Actually, I think it depends on the clock.
If the hour hand is at the same place during the entire hour, then 12:30 is correct.
If the hour hand is moving little by little every minute, then
the hour hand won’t be at the 12 at 12:30. It will be mid-way between 12 and 1.
We want to know when the hour hand and the minute hand are 180 degrees apart.
How fast is the minute hand changing from the 12:00 position?
The minute hand goes a full 360 degrees every 60 minutes.
So we can measure how far its moved as a function of time.
Call that function M(t), for minute hand’s displacement from the 12:00 position.
How much it’s moved depends on time, and similar to distance = rate * time,
we have displacement from 12:00 position = (360 degrees/60 min) * time passed.
So M(t) = 6t. If t = 60, then M(t) = 360 (ie. after one hour, it’s gone full circle).
If t = 30, then M(t) = 180 (ie. after half an hour, it’s down half way around the clock 180 degrees.)
Similarly, we can make a function for how much the hour hand has been displaced from the 12:00 position.
H(t) = rate the hour hand travels * time passed.
The hour hand travels at one-twelfth the speed of the minute hand (it takes 12 hrs to go full circle.)
So H(t) = (30 degrees/60 minutes) * time passed.
Or H(t) = ½ t.
This makes sense, since at t = 60, H(t) = 30 (so it’s gone 30 degrees and reaches the 1:00 position.)
At t = 120, H(t) = 60, reaching the number 2 on the clock.
Remember that M(t) and H(t) measure displacement of the minute and hour hands.
We want them to be separated by 180 degrees.

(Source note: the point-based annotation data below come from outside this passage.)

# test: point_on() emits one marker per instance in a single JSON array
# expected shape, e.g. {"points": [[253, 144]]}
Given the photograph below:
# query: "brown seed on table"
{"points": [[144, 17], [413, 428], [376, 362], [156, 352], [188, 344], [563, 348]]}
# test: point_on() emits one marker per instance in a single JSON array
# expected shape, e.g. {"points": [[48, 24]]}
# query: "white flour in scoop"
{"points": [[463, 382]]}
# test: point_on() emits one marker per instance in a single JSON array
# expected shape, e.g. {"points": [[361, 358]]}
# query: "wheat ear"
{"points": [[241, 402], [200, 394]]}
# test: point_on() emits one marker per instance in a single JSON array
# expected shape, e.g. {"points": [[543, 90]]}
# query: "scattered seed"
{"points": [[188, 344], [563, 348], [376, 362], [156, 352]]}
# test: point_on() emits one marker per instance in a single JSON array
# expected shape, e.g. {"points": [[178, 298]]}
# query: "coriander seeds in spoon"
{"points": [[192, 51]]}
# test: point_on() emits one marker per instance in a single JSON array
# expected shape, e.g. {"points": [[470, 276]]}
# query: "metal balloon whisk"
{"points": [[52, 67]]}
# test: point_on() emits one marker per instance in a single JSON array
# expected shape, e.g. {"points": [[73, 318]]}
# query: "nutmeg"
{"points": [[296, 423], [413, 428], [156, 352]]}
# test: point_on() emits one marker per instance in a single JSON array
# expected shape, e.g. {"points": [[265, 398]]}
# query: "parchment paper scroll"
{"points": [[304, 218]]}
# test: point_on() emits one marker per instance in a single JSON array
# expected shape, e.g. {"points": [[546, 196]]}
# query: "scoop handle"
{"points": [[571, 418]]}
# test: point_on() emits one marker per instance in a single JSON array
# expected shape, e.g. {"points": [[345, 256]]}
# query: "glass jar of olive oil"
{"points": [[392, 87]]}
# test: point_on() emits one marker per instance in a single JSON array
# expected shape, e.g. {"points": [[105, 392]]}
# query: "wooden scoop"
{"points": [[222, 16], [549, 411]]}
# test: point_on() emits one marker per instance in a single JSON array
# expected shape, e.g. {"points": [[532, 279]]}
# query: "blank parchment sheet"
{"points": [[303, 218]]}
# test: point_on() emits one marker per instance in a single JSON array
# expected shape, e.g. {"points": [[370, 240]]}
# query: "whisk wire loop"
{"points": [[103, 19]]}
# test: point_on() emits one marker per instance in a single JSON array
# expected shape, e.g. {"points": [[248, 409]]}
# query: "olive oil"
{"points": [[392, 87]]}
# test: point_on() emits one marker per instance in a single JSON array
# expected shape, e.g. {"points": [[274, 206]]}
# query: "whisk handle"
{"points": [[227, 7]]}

So now we want M(t) – H(t) = 180 degrees.
So we’d like to solve 6t – ½ t = 180. This gives us t = 32.727272…
So the hour hand and the minute hands will be 180 degrees apart after 32.727272 minutes.
You could generalize this. If you wanted them to be separated by 90 degrees,
that would be solving M(t) – H(t) = 90, which gives us 16.3636…